Just outside Tӧkӧl we decide to stop for lunch down a side road and find a derelict factory gate and sit on the steps. Seconds later a head pops out the window, I is not derelict (although sometimes it is hard to tell here) but the security guard is ok with us being here. Then a grey cat appears shortly followed by one of here kittens, probably from earlier this year. The mother is very friendly and has the feel of being a pet that has been abandoned; she wants to be stroked and to climb on us. The black kitten is not so sure and keeps her distance and was obviously born in the wild. As we eat our salads and cheese sandwiches we are constantly harassed until we give in and feed them a few scraps.
We stay on the road until Ráckeve where we have to re-cross the river back to the east bank. While M is filming the clock tower a man walking past tries to tell him that we can go to the top and look out over the area, a woman walking the other way who can speak English stops to translate, everyone we meet is so friendly and helpful (not including the thieving bastard from the hotel in Budapest of course).
We find a café in the middle of the town’s one way system and stop for a coffee.
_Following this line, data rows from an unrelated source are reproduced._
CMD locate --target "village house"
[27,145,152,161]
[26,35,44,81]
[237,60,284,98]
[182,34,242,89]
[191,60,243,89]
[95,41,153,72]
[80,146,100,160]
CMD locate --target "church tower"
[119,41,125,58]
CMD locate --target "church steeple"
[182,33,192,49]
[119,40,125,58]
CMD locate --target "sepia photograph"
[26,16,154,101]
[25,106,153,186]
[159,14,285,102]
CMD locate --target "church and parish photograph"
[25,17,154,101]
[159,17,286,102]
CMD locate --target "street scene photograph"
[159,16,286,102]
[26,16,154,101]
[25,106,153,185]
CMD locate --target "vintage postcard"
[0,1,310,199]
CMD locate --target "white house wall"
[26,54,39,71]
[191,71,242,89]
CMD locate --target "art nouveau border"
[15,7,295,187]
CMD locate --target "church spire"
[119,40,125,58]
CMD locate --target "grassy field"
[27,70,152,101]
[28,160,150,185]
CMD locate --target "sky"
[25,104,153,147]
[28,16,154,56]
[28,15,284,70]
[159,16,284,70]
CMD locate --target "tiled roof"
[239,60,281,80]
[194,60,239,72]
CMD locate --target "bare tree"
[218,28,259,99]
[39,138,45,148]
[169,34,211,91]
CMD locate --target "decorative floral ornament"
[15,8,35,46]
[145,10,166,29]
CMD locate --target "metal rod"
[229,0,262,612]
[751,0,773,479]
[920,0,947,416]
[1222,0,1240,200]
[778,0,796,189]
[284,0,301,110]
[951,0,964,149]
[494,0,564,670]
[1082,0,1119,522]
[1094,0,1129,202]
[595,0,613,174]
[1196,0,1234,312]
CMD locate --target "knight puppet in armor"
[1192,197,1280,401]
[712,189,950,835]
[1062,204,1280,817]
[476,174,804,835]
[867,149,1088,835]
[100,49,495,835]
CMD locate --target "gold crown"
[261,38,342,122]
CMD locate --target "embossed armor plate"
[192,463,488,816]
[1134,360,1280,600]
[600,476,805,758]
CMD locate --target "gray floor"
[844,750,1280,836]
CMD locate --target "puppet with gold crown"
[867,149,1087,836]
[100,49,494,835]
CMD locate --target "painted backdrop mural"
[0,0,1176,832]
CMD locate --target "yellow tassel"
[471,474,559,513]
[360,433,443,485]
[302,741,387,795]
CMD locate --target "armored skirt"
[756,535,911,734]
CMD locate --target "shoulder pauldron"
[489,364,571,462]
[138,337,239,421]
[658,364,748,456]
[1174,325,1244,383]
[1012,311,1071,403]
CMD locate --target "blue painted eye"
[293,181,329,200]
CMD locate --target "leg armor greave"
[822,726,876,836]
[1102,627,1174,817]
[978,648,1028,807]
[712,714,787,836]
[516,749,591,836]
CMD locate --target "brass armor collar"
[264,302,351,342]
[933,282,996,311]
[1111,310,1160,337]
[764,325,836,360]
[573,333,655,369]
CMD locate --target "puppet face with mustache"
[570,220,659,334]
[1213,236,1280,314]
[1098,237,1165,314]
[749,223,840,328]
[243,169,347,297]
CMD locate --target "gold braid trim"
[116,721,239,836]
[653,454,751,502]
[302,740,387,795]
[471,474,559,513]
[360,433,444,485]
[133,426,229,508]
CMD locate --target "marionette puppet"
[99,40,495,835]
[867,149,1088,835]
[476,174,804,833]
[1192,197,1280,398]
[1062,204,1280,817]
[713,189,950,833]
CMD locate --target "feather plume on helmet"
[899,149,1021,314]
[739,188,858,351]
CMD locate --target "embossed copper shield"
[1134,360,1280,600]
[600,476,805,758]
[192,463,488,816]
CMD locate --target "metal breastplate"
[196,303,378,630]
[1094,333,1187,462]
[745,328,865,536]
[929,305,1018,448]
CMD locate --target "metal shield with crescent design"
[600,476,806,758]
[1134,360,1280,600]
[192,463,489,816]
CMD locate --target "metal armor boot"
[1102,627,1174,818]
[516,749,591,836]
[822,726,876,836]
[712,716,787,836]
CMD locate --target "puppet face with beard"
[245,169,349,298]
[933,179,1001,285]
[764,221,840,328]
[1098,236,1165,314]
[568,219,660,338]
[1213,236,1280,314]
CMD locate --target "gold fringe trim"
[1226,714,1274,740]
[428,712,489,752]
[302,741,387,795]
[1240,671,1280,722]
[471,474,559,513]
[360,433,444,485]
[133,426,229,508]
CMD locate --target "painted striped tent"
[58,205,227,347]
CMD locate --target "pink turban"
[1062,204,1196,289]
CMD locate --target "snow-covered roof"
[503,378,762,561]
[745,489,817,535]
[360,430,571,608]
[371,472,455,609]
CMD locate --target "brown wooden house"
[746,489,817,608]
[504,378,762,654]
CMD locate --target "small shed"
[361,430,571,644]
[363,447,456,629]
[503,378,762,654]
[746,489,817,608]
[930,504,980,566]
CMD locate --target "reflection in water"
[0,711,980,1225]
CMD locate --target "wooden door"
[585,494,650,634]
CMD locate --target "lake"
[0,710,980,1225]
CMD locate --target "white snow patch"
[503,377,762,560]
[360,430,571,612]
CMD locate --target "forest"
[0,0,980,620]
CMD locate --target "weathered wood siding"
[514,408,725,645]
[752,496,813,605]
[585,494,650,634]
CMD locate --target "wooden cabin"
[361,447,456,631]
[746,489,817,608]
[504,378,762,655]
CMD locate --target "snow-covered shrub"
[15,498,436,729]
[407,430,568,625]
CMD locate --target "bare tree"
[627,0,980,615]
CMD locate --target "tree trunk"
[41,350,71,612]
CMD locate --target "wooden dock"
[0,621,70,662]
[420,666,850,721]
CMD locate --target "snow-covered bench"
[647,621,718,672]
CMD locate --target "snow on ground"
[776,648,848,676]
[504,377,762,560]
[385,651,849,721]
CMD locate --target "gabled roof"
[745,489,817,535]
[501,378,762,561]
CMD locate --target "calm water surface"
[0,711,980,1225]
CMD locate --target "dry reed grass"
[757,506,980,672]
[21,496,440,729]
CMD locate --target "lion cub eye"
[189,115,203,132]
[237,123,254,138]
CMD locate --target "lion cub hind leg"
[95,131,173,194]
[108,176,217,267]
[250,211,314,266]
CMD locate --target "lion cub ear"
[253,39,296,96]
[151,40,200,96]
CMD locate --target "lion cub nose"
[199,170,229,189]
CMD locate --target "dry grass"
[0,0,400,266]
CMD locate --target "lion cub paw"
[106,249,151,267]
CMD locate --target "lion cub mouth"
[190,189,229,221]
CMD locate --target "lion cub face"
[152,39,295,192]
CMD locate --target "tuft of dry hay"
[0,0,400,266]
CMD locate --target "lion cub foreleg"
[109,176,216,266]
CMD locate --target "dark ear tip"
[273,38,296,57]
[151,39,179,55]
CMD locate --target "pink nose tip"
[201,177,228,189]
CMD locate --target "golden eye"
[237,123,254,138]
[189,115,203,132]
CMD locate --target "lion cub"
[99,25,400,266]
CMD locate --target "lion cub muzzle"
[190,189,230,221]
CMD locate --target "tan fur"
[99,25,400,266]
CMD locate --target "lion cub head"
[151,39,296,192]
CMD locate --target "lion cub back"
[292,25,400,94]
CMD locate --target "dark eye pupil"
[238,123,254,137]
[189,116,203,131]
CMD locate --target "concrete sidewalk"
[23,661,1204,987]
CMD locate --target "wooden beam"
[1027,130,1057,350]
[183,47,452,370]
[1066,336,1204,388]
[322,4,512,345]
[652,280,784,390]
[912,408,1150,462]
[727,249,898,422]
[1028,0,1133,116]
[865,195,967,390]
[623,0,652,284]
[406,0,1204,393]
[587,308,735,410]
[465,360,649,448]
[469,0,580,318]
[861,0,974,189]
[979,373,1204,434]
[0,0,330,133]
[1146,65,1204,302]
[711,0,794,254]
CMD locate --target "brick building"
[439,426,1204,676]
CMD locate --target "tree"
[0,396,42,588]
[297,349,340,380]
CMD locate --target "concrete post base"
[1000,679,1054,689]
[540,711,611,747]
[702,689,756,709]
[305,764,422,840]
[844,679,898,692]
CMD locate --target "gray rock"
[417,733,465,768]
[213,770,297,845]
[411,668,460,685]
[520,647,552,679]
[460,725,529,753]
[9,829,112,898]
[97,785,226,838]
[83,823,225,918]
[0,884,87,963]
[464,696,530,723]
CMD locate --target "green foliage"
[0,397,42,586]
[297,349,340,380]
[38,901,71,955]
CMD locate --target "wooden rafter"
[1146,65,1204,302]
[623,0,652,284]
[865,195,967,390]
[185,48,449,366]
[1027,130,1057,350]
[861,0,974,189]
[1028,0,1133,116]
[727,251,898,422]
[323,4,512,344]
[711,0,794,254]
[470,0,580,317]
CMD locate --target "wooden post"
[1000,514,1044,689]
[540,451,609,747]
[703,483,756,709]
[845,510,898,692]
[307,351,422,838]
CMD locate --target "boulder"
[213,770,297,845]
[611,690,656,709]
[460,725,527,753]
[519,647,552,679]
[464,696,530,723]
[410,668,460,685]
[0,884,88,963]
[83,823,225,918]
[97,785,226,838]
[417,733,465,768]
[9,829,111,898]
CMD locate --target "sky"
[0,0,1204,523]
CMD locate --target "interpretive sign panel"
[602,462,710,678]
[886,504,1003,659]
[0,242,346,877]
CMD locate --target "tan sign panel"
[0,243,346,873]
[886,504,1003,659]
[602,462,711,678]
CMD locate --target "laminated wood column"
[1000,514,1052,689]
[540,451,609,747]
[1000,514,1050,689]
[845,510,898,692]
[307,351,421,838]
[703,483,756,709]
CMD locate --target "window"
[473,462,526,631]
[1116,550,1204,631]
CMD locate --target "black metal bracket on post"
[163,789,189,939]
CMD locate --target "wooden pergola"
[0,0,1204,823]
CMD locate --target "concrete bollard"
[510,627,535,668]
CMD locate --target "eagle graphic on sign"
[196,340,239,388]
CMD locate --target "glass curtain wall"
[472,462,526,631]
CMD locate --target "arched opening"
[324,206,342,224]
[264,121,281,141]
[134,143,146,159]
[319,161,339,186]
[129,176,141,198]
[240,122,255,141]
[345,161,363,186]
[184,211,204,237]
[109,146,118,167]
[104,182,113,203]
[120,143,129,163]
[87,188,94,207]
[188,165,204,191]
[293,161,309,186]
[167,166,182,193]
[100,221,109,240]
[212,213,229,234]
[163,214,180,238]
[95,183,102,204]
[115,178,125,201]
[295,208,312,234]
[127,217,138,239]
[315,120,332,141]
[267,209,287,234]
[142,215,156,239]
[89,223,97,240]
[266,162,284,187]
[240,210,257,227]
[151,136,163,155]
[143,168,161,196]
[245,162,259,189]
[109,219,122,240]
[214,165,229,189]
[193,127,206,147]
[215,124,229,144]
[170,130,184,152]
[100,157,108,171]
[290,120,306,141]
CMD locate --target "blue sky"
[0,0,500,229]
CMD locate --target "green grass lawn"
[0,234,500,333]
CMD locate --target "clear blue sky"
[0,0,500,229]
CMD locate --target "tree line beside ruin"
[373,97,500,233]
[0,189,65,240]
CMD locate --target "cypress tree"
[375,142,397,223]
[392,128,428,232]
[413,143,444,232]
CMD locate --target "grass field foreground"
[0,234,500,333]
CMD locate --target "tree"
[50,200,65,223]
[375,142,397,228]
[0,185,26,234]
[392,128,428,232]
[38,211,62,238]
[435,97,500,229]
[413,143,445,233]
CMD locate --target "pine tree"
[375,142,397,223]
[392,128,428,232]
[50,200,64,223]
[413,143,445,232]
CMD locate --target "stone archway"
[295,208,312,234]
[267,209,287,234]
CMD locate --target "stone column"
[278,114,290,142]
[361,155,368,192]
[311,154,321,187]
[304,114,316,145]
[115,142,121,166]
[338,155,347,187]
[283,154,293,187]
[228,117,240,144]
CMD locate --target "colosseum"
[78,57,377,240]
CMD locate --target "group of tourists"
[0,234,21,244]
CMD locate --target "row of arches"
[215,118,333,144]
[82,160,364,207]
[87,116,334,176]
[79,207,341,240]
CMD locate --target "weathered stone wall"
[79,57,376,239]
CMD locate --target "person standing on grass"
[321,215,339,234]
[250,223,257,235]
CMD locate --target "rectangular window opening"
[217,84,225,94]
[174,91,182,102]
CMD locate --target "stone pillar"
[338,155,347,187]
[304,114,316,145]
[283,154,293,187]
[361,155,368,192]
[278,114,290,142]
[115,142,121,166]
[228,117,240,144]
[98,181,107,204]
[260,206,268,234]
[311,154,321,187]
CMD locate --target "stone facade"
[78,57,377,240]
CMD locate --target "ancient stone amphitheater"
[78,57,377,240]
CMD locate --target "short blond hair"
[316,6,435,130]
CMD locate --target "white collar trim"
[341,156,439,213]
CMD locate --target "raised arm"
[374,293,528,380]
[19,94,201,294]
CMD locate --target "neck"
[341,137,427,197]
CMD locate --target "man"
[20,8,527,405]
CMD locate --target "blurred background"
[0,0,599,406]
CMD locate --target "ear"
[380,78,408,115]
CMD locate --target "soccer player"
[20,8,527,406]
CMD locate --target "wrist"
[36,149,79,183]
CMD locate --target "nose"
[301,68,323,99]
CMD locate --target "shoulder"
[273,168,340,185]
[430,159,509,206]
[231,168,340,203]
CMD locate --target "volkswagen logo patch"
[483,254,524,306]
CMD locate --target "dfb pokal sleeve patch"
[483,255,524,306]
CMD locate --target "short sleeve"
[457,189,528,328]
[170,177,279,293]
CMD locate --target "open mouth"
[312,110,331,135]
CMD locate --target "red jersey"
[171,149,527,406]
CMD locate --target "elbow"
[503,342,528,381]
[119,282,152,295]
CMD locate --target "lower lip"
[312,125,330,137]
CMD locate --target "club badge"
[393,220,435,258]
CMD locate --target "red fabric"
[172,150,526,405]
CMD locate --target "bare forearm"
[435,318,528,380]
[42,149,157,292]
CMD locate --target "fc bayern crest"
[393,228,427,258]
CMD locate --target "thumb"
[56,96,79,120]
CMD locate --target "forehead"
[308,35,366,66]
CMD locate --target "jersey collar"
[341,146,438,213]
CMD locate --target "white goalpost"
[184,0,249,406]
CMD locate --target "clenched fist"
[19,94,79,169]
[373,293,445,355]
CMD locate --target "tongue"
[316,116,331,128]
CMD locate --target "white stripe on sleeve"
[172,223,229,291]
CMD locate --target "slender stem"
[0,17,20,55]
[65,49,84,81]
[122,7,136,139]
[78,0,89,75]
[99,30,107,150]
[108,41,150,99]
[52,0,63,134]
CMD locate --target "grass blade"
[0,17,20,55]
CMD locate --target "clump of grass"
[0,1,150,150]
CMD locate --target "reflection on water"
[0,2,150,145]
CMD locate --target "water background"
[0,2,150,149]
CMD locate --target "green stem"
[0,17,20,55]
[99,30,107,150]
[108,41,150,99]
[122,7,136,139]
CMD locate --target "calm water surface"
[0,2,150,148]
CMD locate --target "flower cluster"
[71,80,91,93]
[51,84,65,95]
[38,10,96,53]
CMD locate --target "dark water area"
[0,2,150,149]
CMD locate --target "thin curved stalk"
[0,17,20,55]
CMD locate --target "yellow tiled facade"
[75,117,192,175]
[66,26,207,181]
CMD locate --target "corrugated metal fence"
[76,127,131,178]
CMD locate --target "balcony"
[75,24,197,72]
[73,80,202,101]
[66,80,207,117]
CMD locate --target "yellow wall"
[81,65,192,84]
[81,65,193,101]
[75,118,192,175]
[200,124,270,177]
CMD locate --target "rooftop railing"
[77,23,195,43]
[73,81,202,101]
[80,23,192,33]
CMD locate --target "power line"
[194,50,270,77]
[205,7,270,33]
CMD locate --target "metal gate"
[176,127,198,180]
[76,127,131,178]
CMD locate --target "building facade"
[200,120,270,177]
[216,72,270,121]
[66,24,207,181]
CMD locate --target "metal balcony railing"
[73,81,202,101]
It is a little oasis in the middle of traffic chaos! The only problem is they serve a form of instant coffee that they all seem to like here, except it is disgusting.
The afternoon is an even split between road and bad track, although it is better than the tracks this morning, but that does not mean they were good either. The roads are not much better, full of potholes and the edges are crumbling away making it very difficult to cycle anywhere except the middle of the road.
We decide at about 5pm to start looking for a place to spend the night and turn into Dunavecse following a Motel sign painted in the road and looking for a room advertised in the guide. As it turns out they are both the same place. When we arrived it was closed but there was a phone number to ring and the owner arrived a few minutes later. The price was 5000 Forins or 20€ for both of us for a room with bathroom, can you believe it? It is almost the same price for a camp site. But when we see the room it all makes sense, it is not the cleanest place in the world but the room was ok and the beds not too bad if you don’t put your nose too close to the mattress.
The owner asks if we have a lock for the bikes and they should be OK outside but as soon as he is gone they come upstairs with us and spend the night in the corridor. We are the only people staying here and the owner lives a short distance away so we have the whole building to ourselves.
Diner was across the road in the local hot spot, there is a restaurant upstairs and outside while the bar downstairs had a disco on and was full of kids. Amazingly the waiter spoke English well and they had a menu in English. We both ordered local dishes but they were not much to get excited over. But the time we had finished eating it was late and we were pooped so we called it a night.